Iwakuma seems to be a good bet to receive a qualifying offer, although the latest news is that the Mariners have not yet come to a decision. When healthy, Iwakuma has the potential to be a 3-4 win pitcher, as he was in 2013 and 2014. In 2015, though, he made only 20 starts, and at age 34, he is reaching the decline phase of his career. Still, Iwakuma has been quite consistent over the past few years, and I would ultimately expect the Mariners to extend him a qualifying offer.
Murphy was a borderline qualifying offer candidate going into the postseason, and there were some reports that his strong postseason made the decision a little easier for the Mets. With that being said, the latest we've heard from the Mets is that they are still deciding what to do with Murphy. 2015 postseason aside, Murphy has been remarkably consistent over the last four years, posting a wRC+ between 103 and 110. He has consistently been in the 2-3 win range throughout his career, which in today's market is enough to earn a qualifying offer.
A couple weeks back, Jon Heyman reported that Rasmus was unlikely to receive a qualifying offer. I found this somewhat surprising, given that Rasmus was coming off a solid 2.8 fWAR season with the Astros and was only two years removed from his outstanding 5.1 fWAR season in 2013. Rasmus has been an above average hitter in each of his last three seasons, and he is still only 29 years old. Perhaps the one thing working against Rasmus is his lack of consistency from season to season. By fWAR, he has been worth 5.1, 4.0 2.8, and 2.7 wins in various seasons of his career, but he also has three season of less than one fWAR sandwiched between those years. A strong case can be made for extending Rasmus a qualifying offer, but if Heyman is to be believed, it appears as though the decision has already been made.

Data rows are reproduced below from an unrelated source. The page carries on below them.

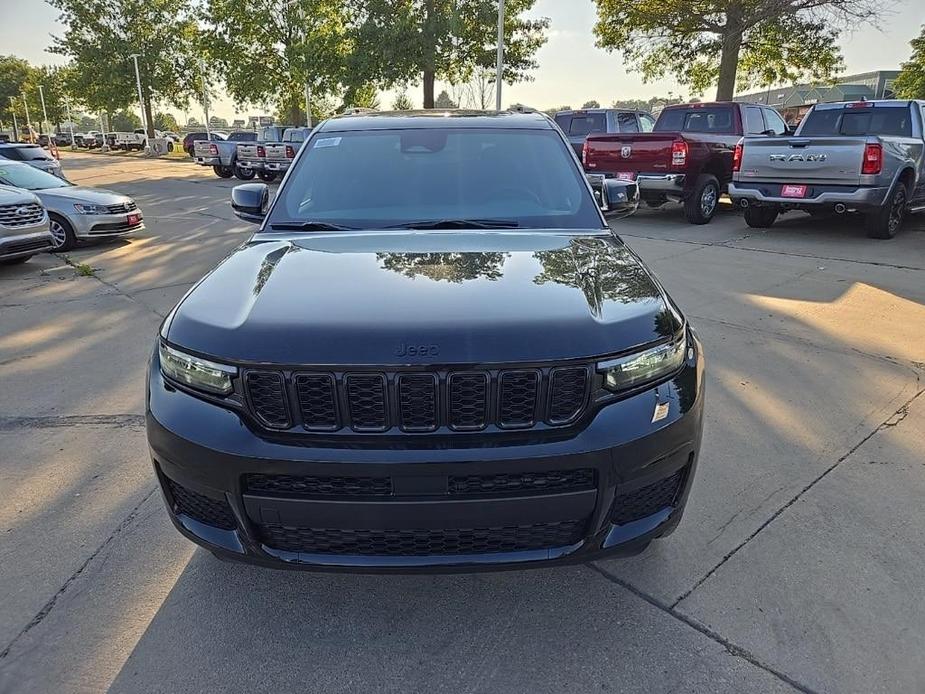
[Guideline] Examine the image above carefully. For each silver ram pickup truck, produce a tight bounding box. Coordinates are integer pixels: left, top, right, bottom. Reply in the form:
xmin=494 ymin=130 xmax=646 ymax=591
xmin=729 ymin=100 xmax=925 ymax=239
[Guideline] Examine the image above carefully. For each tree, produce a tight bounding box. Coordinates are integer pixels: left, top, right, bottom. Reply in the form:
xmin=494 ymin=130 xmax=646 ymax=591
xmin=893 ymin=25 xmax=925 ymax=99
xmin=203 ymin=0 xmax=352 ymax=125
xmin=349 ymin=0 xmax=549 ymax=108
xmin=434 ymin=89 xmax=459 ymax=108
xmin=154 ymin=111 xmax=180 ymax=132
xmin=594 ymin=0 xmax=885 ymax=100
xmin=392 ymin=87 xmax=414 ymax=111
xmin=48 ymin=0 xmax=199 ymax=135
xmin=109 ymin=109 xmax=142 ymax=133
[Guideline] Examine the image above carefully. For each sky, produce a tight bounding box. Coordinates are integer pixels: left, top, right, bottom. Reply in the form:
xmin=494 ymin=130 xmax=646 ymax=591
xmin=0 ymin=0 xmax=925 ymax=122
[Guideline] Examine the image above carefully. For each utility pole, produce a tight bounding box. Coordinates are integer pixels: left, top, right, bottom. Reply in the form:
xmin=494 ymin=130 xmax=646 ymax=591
xmin=39 ymin=84 xmax=51 ymax=136
xmin=495 ymin=0 xmax=504 ymax=111
xmin=129 ymin=53 xmax=147 ymax=137
xmin=10 ymin=96 xmax=19 ymax=142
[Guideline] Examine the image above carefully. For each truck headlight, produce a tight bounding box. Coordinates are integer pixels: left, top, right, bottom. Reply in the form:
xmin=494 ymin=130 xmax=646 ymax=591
xmin=74 ymin=202 xmax=109 ymax=214
xmin=158 ymin=342 xmax=238 ymax=395
xmin=597 ymin=332 xmax=687 ymax=391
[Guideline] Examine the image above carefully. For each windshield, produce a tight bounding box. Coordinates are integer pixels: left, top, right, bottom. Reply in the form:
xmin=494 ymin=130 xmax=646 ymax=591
xmin=800 ymin=105 xmax=912 ymax=137
xmin=269 ymin=128 xmax=601 ymax=229
xmin=0 ymin=163 xmax=71 ymax=190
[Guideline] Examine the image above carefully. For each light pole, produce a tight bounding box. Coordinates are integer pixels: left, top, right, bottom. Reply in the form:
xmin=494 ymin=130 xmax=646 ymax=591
xmin=39 ymin=84 xmax=51 ymax=136
xmin=283 ymin=0 xmax=312 ymax=128
xmin=10 ymin=96 xmax=19 ymax=142
xmin=495 ymin=0 xmax=504 ymax=111
xmin=129 ymin=53 xmax=151 ymax=137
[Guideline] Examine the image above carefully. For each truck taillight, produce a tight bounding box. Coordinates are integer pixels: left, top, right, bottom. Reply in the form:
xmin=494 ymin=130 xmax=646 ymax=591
xmin=732 ymin=141 xmax=742 ymax=172
xmin=861 ymin=143 xmax=883 ymax=174
xmin=671 ymin=140 xmax=687 ymax=166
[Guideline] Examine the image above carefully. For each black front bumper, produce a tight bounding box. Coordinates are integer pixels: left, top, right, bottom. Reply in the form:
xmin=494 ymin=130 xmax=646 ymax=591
xmin=147 ymin=344 xmax=703 ymax=572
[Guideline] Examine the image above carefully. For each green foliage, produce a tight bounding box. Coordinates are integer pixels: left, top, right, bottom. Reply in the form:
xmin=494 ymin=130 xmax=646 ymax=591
xmin=594 ymin=0 xmax=883 ymax=99
xmin=349 ymin=0 xmax=549 ymax=108
xmin=434 ymin=89 xmax=459 ymax=108
xmin=392 ymin=88 xmax=414 ymax=111
xmin=154 ymin=111 xmax=180 ymax=133
xmin=109 ymin=109 xmax=142 ymax=132
xmin=893 ymin=26 xmax=925 ymax=99
xmin=49 ymin=0 xmax=198 ymax=133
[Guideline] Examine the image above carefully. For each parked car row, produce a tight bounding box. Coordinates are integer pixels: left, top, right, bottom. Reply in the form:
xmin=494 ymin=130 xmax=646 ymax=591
xmin=572 ymin=100 xmax=925 ymax=238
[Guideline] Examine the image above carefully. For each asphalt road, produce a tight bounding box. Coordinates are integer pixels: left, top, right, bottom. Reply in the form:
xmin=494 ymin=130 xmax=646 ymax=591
xmin=0 ymin=153 xmax=925 ymax=693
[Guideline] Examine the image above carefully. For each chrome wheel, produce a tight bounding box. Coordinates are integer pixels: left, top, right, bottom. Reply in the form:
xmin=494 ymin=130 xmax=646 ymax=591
xmin=48 ymin=219 xmax=67 ymax=249
xmin=700 ymin=185 xmax=719 ymax=217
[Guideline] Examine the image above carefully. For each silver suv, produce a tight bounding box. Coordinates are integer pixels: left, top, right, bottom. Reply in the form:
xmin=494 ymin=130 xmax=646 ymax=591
xmin=0 ymin=186 xmax=54 ymax=263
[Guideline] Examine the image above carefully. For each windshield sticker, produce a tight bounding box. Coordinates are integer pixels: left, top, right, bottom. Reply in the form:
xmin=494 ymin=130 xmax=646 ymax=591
xmin=314 ymin=137 xmax=340 ymax=149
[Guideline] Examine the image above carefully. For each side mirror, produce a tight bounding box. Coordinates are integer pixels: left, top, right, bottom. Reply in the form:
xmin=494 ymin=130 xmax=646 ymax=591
xmin=595 ymin=178 xmax=639 ymax=219
xmin=231 ymin=183 xmax=270 ymax=224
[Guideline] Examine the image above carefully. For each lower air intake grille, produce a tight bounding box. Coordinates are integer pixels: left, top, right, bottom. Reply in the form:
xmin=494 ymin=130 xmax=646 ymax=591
xmin=244 ymin=475 xmax=392 ymax=497
xmin=259 ymin=520 xmax=585 ymax=556
xmin=610 ymin=467 xmax=688 ymax=525
xmin=449 ymin=468 xmax=594 ymax=496
xmin=167 ymin=479 xmax=236 ymax=530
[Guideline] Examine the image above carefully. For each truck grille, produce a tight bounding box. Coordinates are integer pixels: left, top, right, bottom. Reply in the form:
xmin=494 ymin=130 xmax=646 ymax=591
xmin=258 ymin=520 xmax=586 ymax=556
xmin=244 ymin=365 xmax=591 ymax=433
xmin=0 ymin=202 xmax=45 ymax=229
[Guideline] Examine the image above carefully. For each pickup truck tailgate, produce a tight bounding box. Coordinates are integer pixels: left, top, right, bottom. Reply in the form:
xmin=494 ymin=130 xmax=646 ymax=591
xmin=584 ymin=132 xmax=678 ymax=174
xmin=739 ymin=136 xmax=864 ymax=185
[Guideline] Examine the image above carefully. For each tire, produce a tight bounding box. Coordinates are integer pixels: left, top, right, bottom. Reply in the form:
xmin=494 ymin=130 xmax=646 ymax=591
xmin=864 ymin=183 xmax=909 ymax=239
xmin=745 ymin=207 xmax=779 ymax=229
xmin=48 ymin=214 xmax=77 ymax=253
xmin=684 ymin=174 xmax=720 ymax=224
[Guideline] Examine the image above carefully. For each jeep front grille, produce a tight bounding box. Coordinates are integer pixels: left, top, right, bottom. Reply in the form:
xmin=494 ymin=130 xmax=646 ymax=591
xmin=244 ymin=365 xmax=592 ymax=433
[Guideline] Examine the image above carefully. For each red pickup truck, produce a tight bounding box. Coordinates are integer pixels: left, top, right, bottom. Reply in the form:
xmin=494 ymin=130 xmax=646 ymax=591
xmin=582 ymin=101 xmax=788 ymax=224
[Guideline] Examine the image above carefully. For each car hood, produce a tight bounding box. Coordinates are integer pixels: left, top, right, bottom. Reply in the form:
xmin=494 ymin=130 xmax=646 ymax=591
xmin=33 ymin=186 xmax=131 ymax=205
xmin=165 ymin=231 xmax=681 ymax=365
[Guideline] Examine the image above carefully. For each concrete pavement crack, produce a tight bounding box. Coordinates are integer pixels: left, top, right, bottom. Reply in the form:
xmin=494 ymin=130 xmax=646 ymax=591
xmin=0 ymin=487 xmax=157 ymax=661
xmin=0 ymin=414 xmax=145 ymax=431
xmin=585 ymin=563 xmax=814 ymax=694
xmin=669 ymin=388 xmax=925 ymax=610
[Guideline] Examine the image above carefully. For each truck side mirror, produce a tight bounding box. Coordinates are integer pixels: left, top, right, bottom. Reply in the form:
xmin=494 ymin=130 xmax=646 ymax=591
xmin=231 ymin=183 xmax=270 ymax=224
xmin=595 ymin=178 xmax=639 ymax=219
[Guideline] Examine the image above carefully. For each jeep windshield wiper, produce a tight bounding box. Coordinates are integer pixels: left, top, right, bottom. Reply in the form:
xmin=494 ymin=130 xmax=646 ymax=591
xmin=383 ymin=219 xmax=520 ymax=229
xmin=270 ymin=221 xmax=356 ymax=231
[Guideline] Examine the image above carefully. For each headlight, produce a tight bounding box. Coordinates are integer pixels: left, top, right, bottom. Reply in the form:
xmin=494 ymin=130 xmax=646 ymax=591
xmin=597 ymin=333 xmax=687 ymax=391
xmin=158 ymin=342 xmax=238 ymax=395
xmin=74 ymin=202 xmax=109 ymax=214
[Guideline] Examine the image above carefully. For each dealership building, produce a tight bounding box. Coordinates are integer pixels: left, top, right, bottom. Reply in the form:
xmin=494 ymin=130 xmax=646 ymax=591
xmin=735 ymin=70 xmax=899 ymax=123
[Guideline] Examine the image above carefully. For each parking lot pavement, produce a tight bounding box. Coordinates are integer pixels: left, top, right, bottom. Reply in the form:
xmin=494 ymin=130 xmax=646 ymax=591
xmin=0 ymin=153 xmax=925 ymax=692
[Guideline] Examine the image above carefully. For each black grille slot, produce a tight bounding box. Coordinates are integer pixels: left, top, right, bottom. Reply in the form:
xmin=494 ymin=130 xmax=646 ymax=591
xmin=448 ymin=373 xmax=488 ymax=431
xmin=258 ymin=520 xmax=585 ymax=556
xmin=547 ymin=366 xmax=588 ymax=424
xmin=346 ymin=374 xmax=389 ymax=431
xmin=398 ymin=374 xmax=437 ymax=431
xmin=295 ymin=374 xmax=338 ymax=431
xmin=245 ymin=371 xmax=289 ymax=429
xmin=610 ymin=467 xmax=688 ymax=525
xmin=449 ymin=468 xmax=594 ymax=496
xmin=244 ymin=475 xmax=392 ymax=497
xmin=165 ymin=478 xmax=237 ymax=530
xmin=498 ymin=371 xmax=539 ymax=428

Span has been quietly productive over the last several years with the Nationals and Twins, managing to post above average offensive seasons despite having very little power. He was worth at least 3.4 fWAR for three straight seasons from 2012-2014, but his 2015 season was cut short due to a hip injury. Even with his injury, Span produced a 120 wRC+ in 275 plate appearances this season. As long as Span is recovering properly from his injury, I would imagine that the Nationals would be comfortable with extending him a qualifying offer. He has consistently been an above average player at a premium position, and as a result, he is still likely to receive a nice multi-year deal on the free agent market.